Redução de Investimentos em Profissionais Essenciais
Conforme aponta o economista Maurício Mulinari, o governo de Jorginho Mello (PL) destinou apenas 38,8% do orçamento de 2025 para o pagamento de professores, médicos, enfermeiros, policiais e outros profissionais que atuam nas áreas essenciais para a população. Este percentual representa o nível mais baixo desde 2009, ano em que o governo de Luiz Henrique da Silveira havia alocado 31,7% da Receita Corrente Líquida (RCL) do Estado para salários e benefícios de pessoal.
Em 2023, a proporção de investimento em pessoal era de 42,6% da receita, mas esse número caiu para 39,7% em 2024 e, posteriormente, para 38,8% em 2025. Essa queda revela uma discrepância alarmante entre o crescimento da arrecadação e os investimentos em profissionais que atuam diretamente em delegacias, hospitais e escolas públicas.

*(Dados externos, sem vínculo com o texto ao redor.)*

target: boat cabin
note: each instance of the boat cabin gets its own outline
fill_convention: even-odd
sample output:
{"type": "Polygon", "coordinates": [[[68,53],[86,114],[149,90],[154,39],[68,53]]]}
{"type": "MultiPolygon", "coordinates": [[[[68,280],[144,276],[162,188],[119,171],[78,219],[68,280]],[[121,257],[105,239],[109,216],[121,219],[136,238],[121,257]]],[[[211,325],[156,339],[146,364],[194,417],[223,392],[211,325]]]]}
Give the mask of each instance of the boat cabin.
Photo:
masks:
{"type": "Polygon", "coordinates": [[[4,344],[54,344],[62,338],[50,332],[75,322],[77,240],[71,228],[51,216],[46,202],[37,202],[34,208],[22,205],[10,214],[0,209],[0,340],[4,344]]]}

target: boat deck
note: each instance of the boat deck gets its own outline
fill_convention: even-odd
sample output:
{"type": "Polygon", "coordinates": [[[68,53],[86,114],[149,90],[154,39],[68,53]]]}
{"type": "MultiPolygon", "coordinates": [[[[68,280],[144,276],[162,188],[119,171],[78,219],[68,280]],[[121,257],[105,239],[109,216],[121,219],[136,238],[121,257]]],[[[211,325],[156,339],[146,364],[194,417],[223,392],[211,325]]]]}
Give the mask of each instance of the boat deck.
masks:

Enquanto isso, o montante de impostos que deixaram de ser cobrados, especialmente do agronegócio, da indústria e do setor portuário, alcançou 52,78% da RCL em 2023 e aumentou para 56,27% em 2024. As renúncias fiscais de 2025 serão oficialmente divulgadas pelo Tribunal de Contas do Estado (TCE) entre maio e junho deste ano, em um relatório técnico que irá detalhar as contas estaduais.

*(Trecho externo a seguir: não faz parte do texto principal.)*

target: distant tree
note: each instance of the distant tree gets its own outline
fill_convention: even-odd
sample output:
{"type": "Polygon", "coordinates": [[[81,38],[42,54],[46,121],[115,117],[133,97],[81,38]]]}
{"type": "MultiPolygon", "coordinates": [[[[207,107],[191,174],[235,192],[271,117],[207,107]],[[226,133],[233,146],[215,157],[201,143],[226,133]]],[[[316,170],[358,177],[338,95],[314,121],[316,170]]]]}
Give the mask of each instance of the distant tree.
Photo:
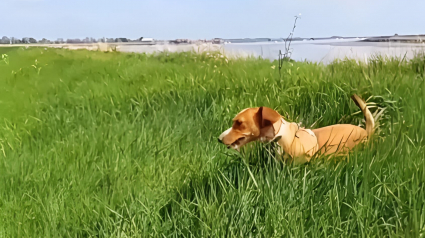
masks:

O cenário aponta para uma tendência de crescimento nas isenções fiscais nos anos de 2025 e 2026, de acordo com as projeções das Leis Orçamentárias Anuais (LOA) já aprovadas pela Assembleia Legislativa do Estado de Santa Catarina (Alesc). Essa situação evidencia a prioridade do atual governo em favorecer políticas de isenções fiscais em detrimento dos investimentos necessários para a saúde, educação e segurança pública.
Dirigentes do Fórum Catarinense de Defesa do Serviço Público, que representam cerca de 270 mil trabalhadores das três esferas em Santa Catarina, expressaram preocupação com a situação. Eles afirmam que os dados demonstram que Jorginho Mello prioriza a isenção de impostos para grandes empresários do agronegócio, da indústria e do setor portuário, enquanto o investimento em profissionais que garantem a prestação de serviços públicos está em queda se comparado à receita estadual.
A avaliação crítica apresentada reflete um descontentamento com a atual política fiscal, que pode afetar diretamente a qualidade dos serviços prestados à população, colocando em risco a efetividade no atendimento à saúde, educação e segurança.